In [8]:
import os

from pyspark import SparkConf
from pyspark.sql import SparkSession

### Dataset link
<b> https://www.kaggle.com/datasets/carlosgdcj/genius-song-lyrics-with-language-information </b>

##### Configuring access to s3 bucket

In [9]:
access_key = os.getenv("AWS_ACCESS_KEY_ID")
secret_key = os.getenv("AWS_SECRET_ACCESS_KEY")

s3_url = 's3a://genius-lyrics-dataset/song_lyrics.csv'

##### Setting up spark environment to use the s3 bucket

In [10]:
conf = SparkConf()
conf.set('spark.hadoop.fs.s3a.access.key',access_key)
conf.set('spark.hadoop.fs.s3a.secret.key', secret_key)
conf.set('spark.hadoop.fs.s3a.aws.credentials.provider', 'org.apache.hadoop.fs.s3a.SimpleAWSCredentialsProvider')
conf.set('spark.jars.packages', 'org.apache.hadoop:hadoop-aws:3.3.4')

<pyspark.conf.SparkConf at 0x7fb770ad5520>

##### Creating spark session

In [11]:
spark = SparkSession.builder.config(conf=conf).getOrCreate()

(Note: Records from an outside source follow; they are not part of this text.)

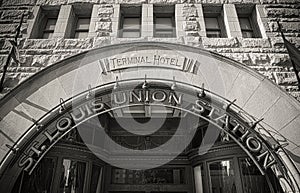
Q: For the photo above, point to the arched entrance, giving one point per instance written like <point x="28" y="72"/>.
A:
<point x="136" y="84"/>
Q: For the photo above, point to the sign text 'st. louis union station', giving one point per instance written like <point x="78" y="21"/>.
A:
<point x="147" y="116"/>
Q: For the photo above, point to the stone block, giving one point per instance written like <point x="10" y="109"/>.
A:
<point x="7" y="28"/>
<point x="131" y="1"/>
<point x="240" y="57"/>
<point x="291" y="26"/>
<point x="17" y="2"/>
<point x="220" y="42"/>
<point x="189" y="11"/>
<point x="51" y="2"/>
<point x="12" y="14"/>
<point x="267" y="1"/>
<point x="288" y="1"/>
<point x="164" y="1"/>
<point x="40" y="44"/>
<point x="279" y="60"/>
<point x="255" y="43"/>
<point x="103" y="26"/>
<point x="285" y="78"/>
<point x="75" y="43"/>
<point x="101" y="41"/>
<point x="82" y="1"/>
<point x="191" y="26"/>
<point x="259" y="59"/>
<point x="283" y="12"/>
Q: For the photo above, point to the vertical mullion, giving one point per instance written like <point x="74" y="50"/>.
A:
<point x="238" y="178"/>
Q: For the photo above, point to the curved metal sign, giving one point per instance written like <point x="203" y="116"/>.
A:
<point x="148" y="100"/>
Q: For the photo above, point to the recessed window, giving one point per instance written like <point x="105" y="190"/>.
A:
<point x="130" y="25"/>
<point x="82" y="27"/>
<point x="49" y="28"/>
<point x="248" y="22"/>
<point x="80" y="21"/>
<point x="214" y="22"/>
<point x="164" y="22"/>
<point x="45" y="22"/>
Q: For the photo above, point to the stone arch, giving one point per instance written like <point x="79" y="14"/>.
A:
<point x="255" y="94"/>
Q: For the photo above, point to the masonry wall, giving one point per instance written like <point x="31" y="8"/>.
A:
<point x="267" y="55"/>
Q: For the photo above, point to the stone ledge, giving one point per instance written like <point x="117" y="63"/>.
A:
<point x="255" y="42"/>
<point x="285" y="78"/>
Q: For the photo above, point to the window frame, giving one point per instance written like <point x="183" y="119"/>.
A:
<point x="78" y="30"/>
<point x="215" y="12"/>
<point x="249" y="12"/>
<point x="173" y="23"/>
<point x="130" y="12"/>
<point x="121" y="27"/>
<point x="48" y="30"/>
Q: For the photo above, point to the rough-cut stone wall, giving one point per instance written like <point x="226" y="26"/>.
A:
<point x="267" y="55"/>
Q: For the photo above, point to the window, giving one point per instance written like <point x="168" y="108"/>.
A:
<point x="214" y="23"/>
<point x="80" y="21"/>
<point x="164" y="22"/>
<point x="82" y="27"/>
<point x="44" y="23"/>
<point x="252" y="180"/>
<point x="72" y="176"/>
<point x="248" y="22"/>
<point x="130" y="25"/>
<point x="49" y="28"/>
<point x="222" y="177"/>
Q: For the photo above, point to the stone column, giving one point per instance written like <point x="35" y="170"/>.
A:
<point x="200" y="20"/>
<point x="147" y="20"/>
<point x="94" y="19"/>
<point x="179" y="20"/>
<point x="115" y="20"/>
<point x="231" y="21"/>
<point x="261" y="18"/>
<point x="34" y="33"/>
<point x="64" y="22"/>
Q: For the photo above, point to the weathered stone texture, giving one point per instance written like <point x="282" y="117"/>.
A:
<point x="255" y="43"/>
<point x="17" y="2"/>
<point x="51" y="2"/>
<point x="220" y="42"/>
<point x="265" y="55"/>
<point x="7" y="28"/>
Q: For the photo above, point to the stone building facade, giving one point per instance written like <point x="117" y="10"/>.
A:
<point x="267" y="55"/>
<point x="149" y="96"/>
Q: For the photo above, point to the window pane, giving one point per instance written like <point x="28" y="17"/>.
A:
<point x="131" y="23"/>
<point x="211" y="23"/>
<point x="81" y="35"/>
<point x="163" y="23"/>
<point x="39" y="181"/>
<point x="245" y="23"/>
<point x="198" y="176"/>
<point x="131" y="34"/>
<point x="165" y="34"/>
<point x="213" y="34"/>
<point x="83" y="23"/>
<point x="152" y="176"/>
<point x="222" y="177"/>
<point x="72" y="176"/>
<point x="252" y="179"/>
<point x="47" y="35"/>
<point x="96" y="179"/>
<point x="247" y="34"/>
<point x="50" y="24"/>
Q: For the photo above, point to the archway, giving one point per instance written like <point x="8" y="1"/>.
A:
<point x="157" y="64"/>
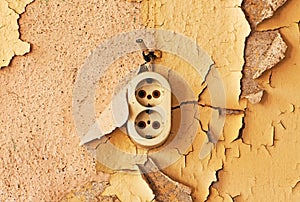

##### Reading the data, using quote and escape to count for the ","s in the middle of the data

In [12]:
df = spark.read.option("header", "true") \
        .option("multiline", "true") \
            .option("quote", "\"") \
                .option("escape", "\"") \
                .csv(s3_url)

In [13]:
df.show()

+--------------------+---+---------+----+------+--------------------+--------------------+---+-------------+-----------+--------+
|               title|tag|   artist|year| views|            features|              lyrics| id|language_cld3|language_ft|language|
+--------------------+---+---------+----+------+--------------------+--------------------+---+-------------+-----------+--------+
|           Killa Cam|rap|  Cam'ron|2004|173166|{"Cam\\'ron","Ope...|[Chorus: Opera St...|  1|           en|         en|      en|
|          Can I Live|rap|    JAY-Z|1996|468624|                  {}|[Produced by Irv ...|  3|           en|         en|      en|
|   Forgive Me Father|rap| Fabolous|2003|  4743|                  {}|Maybe cause I'm e...|  4|           en|         en|      en|
|        Down and Out|rap|  Cam'ron|2004|144404|{"Cam\\'ron","Kan...|[Produced by Kany...|  5|           en|         en|      en|
|              Fly In|rap|Lil Wayne|2005| 78271|                  {}|[Intro]\nSo they ...|

##### Filtering out the books, podcast and other unnecssary data

In [7]:
music = df.filter(df["tag"] != "misc")

In [8]:
music.show()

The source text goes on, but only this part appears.